LD-LPM : Comment la concurrence se manifeste-t-elle sur vos marchés ?
G. N. :
Nous sommes confrontés à une concurrence déloyale notamment de la Turquie. Elle a gagné près de 750.000 t de farine en dix ans sur les destinations desservies par les pays de l’UE, qui, eux, ont perdu plus d’1,2 Mt. La France y a quant à elle cédé 264.000 t. Les meuniers turcs importent des blés américains et d’origine mer Noire, et exportent de la farine issue des blés locaux en profitant des subventions de l’Office des céréales local, le TMO. Leurs prix en dollars sont calqués sur nos offres en euros, mais sans conversion ! Selon une enquête de l’OMC, les meuniers produisent à pertes et reçoivent des compensations “considérables” de l’état qui exerce une forte pression pour que ce secteur devienne le premier poste d’exportation national. Bruxelles a choisi de nous soutenir et d’interroger à nouveau les autorités turques. Et nous ne sommes, enfin, plus seuls à nous battre : les producteurs de blé américains voient de plus en plus de ventes de Panamax de blé perdues sur l’Asie du Sud-Est, la farine turque arrivant à des prix inférieurs aux prix du blé US !
Nous appelons également le gouvernement français à réviser sa politique en matière d’aide alimentaire. Depuis 2005, la France et l’UE préfèrent dispenser des fonds pour contribuer au développement des industries dans les pays demandeurs plutôt que d’acheminer de la farine sur place. Louable, l’objectif initial n’est pas respecté. Résultat, nous finançons nos concurrents ! Les opérateurs turcs et russes trustent les appels d’offres du Programme alimentaire mondial en farine, en biscuits vitaminés et en pâtes. Ils profitent aussi majoritairement des achats réalisés au titre de la Convention sur l’Aide alimentaire, à laquelle la France, comme l’UE, participe là encore généreusement. Pour autant, nous répondons toujours présents aux appels du Quai d’Orsay, quand des crises alimentaires surgissent, et fournissons des sacs de farine dans l’urgence.

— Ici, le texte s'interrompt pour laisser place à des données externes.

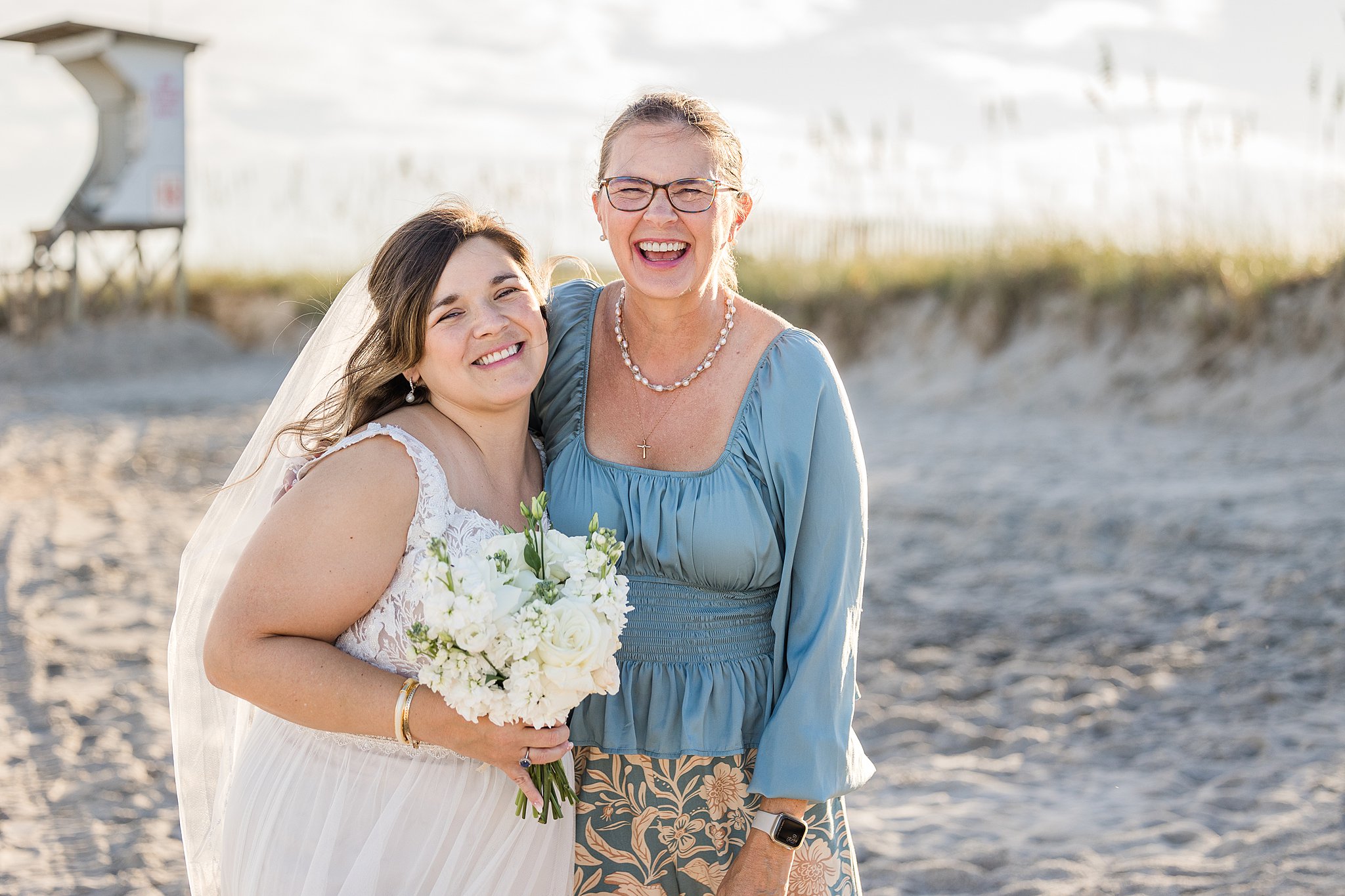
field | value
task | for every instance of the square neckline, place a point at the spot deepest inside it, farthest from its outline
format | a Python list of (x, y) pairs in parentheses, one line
[(591, 322)]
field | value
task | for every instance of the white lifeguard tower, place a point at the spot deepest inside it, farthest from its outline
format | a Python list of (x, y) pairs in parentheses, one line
[(135, 184)]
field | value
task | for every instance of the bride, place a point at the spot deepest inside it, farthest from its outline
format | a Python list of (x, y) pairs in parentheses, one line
[(413, 395)]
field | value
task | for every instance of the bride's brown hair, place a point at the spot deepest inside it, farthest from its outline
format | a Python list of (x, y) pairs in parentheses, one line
[(401, 286)]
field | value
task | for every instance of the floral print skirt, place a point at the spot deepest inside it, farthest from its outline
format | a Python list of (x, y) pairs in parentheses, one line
[(671, 826)]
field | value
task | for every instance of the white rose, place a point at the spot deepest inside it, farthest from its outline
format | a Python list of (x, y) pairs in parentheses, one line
[(575, 645), (475, 636)]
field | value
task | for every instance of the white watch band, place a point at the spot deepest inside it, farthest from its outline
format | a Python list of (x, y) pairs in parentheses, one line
[(766, 821)]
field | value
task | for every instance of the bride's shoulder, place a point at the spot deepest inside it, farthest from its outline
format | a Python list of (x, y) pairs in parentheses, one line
[(361, 464)]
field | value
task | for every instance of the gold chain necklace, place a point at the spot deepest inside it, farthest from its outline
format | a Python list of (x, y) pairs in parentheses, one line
[(645, 440)]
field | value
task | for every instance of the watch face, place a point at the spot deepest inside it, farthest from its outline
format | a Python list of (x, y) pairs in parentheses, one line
[(790, 832)]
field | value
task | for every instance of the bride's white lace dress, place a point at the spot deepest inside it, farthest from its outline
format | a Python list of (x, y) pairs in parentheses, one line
[(314, 813)]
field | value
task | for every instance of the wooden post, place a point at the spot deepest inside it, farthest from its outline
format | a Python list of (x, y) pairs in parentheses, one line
[(74, 297)]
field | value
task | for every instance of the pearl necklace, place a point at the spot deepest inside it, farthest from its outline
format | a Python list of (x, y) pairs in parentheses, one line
[(699, 368)]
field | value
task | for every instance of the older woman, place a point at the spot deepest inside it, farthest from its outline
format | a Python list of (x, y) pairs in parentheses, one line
[(718, 441)]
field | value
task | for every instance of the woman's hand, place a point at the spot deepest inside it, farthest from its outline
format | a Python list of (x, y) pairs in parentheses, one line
[(762, 867), (499, 746)]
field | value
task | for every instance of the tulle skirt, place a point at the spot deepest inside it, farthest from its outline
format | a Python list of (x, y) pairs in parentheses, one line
[(318, 815)]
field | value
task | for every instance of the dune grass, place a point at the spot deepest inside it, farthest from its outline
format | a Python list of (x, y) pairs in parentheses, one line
[(844, 296)]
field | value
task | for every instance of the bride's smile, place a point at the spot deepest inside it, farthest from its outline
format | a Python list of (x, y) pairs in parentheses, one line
[(485, 335)]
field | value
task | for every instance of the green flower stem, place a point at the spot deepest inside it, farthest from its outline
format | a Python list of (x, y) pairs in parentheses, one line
[(554, 786)]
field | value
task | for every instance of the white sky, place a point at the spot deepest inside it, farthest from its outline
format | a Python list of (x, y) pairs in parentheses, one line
[(315, 127)]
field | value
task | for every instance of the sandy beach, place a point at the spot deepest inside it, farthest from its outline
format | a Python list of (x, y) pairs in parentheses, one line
[(1102, 647)]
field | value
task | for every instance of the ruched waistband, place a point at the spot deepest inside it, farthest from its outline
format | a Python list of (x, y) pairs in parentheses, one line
[(676, 622)]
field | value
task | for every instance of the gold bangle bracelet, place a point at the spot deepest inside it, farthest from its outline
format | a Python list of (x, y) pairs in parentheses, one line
[(400, 712), (407, 716)]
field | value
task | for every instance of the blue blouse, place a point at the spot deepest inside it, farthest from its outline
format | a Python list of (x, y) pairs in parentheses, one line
[(745, 576)]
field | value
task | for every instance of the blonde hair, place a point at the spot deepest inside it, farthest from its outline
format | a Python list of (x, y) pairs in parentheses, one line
[(680, 109), (401, 286)]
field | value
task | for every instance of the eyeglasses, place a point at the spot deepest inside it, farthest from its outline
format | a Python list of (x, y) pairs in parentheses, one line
[(635, 194)]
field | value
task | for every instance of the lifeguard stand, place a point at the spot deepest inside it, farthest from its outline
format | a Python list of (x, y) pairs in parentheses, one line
[(136, 183)]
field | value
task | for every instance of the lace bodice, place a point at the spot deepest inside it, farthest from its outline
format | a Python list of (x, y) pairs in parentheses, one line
[(380, 636)]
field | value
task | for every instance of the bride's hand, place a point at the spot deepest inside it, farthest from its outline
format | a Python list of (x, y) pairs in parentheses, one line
[(502, 746)]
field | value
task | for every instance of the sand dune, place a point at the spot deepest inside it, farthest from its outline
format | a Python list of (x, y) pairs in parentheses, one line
[(1101, 654)]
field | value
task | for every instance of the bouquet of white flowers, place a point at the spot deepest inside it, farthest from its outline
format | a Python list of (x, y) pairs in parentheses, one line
[(523, 630)]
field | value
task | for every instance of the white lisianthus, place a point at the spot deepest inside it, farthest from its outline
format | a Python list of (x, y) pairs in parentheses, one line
[(560, 553), (512, 545)]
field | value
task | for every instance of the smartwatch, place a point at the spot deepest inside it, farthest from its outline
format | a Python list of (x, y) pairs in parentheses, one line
[(783, 829)]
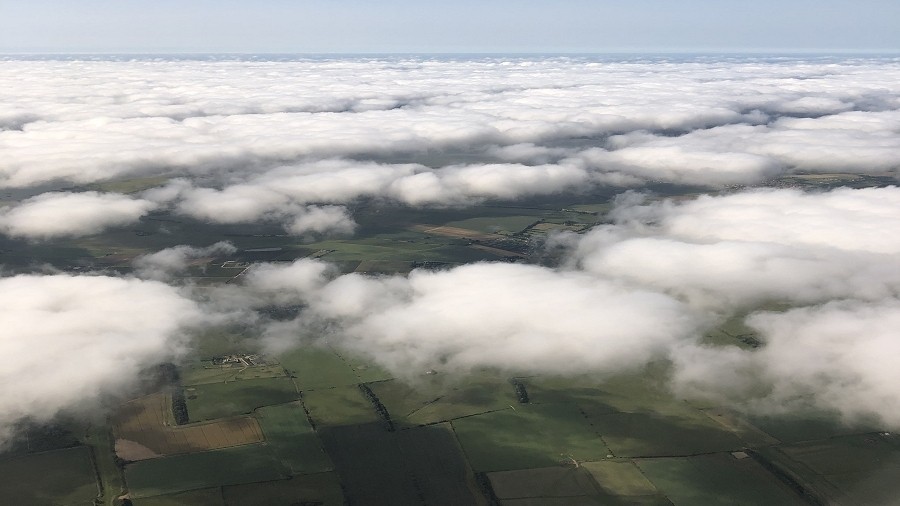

LD-LPM : Pouvez-vous nous en dire plus sur votre syndicat ?
G. N. :
L’ensemble des adhérents ayant appuyé ma candidature, je succède, à la tête du Symex, à Michel Soufflet. Après avoir occupé cette fonction pendant seize ans, il devient notre président d’Honneur. Christian Poirot, directeur export des Grands moulins de Paris, occupe la fonction de trésorier. Nous disposons d’une structure qui nous assure une veille des marchés mondiaux de la farine et du blé. Avec la multiplication des barrières douanières et non-tarifaires sur les destinations livrées, cette activité a pris de l’ampleur. Les négociations à l’OMC étant en panne, nous devons également défendre nos intérêts et envisager l’avenir dans le cadre des accords bilatéraux négociés par l’UE. Des discussions sont en cours avec les états-Unis, le Canada, l’Ukraine… Connaître les capacités installées et les marchés potentiels prend toute son importance. Au-delà de ce travail de fond, j’ai trois ans pour évaluer dans quelle mesure le Symex peut participer à la promotion de nos intérêts sur des marchés en croissance.